In the summer of 2013 big changes were underway. We had a hunch that fraud analysts and e-commerce store owners would find the console to be a valuable tool, so two interns set out to build the first public-facing Sift console. Since we wanted to move quickly, we kept our APIs in Rails, which now served a single-page Backbone app. The front-end stack was rounded out with Marionette for views and Handlebars for templating. The upgraded Console launched in August 2013 and looked like this:
Over the next year the Console became the primary interface for many of our users and grew in features and ambition. Unfortunately, our architecture strained to keep up. We found Marionette’s two-way data binding to be unwieldy; it became difficult to share views without side-effects. We were also limited by the operators in Handlebars’ templating language, and we quickly found ourselves with a thousand-line “handlebars.helpers.js” file to manage our display logic. Our module structure grew inconsistent. Initially, our models and views were grouped together by purpose; however, as soon as we started to reuse models and views independently, we ended up needing big refactoring jobs to minimize clumsy exports and confusingly nested classes.

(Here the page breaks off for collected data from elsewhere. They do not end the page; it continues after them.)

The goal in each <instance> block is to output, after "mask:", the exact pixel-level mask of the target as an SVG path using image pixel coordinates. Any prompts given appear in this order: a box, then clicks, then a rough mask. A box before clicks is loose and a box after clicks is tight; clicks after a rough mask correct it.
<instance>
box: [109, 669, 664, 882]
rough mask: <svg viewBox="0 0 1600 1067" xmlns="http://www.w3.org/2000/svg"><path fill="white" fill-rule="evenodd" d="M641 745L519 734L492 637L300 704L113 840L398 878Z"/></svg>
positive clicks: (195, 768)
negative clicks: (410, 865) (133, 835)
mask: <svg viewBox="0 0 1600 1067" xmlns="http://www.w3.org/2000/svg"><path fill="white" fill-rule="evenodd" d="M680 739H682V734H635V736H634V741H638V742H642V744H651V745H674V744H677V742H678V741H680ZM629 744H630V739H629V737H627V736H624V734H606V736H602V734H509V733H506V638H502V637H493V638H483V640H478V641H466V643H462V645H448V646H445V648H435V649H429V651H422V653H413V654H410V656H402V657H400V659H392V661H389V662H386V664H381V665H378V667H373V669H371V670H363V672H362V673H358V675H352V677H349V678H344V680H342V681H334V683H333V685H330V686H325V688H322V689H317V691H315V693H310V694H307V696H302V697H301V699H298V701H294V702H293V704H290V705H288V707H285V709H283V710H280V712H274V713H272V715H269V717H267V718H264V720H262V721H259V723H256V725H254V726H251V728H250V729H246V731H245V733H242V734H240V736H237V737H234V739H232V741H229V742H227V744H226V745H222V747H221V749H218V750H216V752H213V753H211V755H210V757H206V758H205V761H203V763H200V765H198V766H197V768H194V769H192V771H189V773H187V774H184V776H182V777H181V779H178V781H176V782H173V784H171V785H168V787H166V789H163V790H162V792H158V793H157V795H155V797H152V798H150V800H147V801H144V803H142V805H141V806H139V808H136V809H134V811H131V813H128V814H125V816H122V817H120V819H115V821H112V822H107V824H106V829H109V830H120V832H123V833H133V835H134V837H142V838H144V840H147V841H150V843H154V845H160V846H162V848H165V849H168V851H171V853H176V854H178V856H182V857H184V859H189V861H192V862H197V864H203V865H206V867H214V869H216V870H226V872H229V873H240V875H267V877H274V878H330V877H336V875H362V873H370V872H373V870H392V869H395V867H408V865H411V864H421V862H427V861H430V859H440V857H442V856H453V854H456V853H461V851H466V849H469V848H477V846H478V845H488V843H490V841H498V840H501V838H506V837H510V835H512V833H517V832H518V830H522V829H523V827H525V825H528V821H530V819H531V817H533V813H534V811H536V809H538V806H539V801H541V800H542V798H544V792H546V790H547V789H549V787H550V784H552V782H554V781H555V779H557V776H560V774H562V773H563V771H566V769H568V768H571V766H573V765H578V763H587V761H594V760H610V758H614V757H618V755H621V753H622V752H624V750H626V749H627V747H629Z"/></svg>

We realized that building reusable components would be critical for us to continue moving fast as the team and product grew. After experimenting with React, we came to a consensus that its one-way data flow and simple, declarative markup could solve a lot of our problems.
We were also hitting issues with our backend. Scaling challenges with Mongo prompted us to migrate most of our data to HBase, but there was no Ruby client at the time. Providing data to the console required three steps: 1) javascript code would 2) call a Rails API, which would 3) hit a private Java endpoint that read from HBase. In many cases, this involved replicating object representation and data manipulation code across three languages. In the best case, Rails acted as a proxy between the browser and our internal RPCs; in the worst it was adding significant complexity of its own. Taken together, it looked like this:
Aside from the complexity that this added to development and operation, it also limited customer and internal access to valuable data. The APIs exposed in Rails were ad-hoc, added as needed to drive the UI without much thought for reusability or design, and not suitable for others to use.
So we decided to start fresh. Our goals were three-fold: 1) simplifying development; 2) improving user experience; and 3) providing our customers greater access to their data. We began with a commitment to an API-driven development process. All new features in our console would start as APIs that exposed the necessary data. These APIs would support the console, but would also be available for internal and eventually customer use. All APIs would need a consistent, considered design and documentation. The console itself would be a consumer of these APIs, but not a special one. Built as a true client-side app, with static HTML, JavaScript, and CSS, it would have no special privileges in our system. In principle, our customers could build their own console as powerful as the one we provided.
We were also going to need new tools to make this system work. On the server side we decided to consolidate on the JVM, the platform that our machine learning and data processing code ran on, and it provided the best access to HBase. For RESTful API development, we settled on DropWizard, a collection of light-weight Java libraries for building web services.
Taken together, our new architecture looks something like this:
We’ll be discussing here over the next few weeks how we got from the first diagram to the second, a process that took nearly nine months. We managed the change with little customer impact, while continuing to launch features and a complete redesign.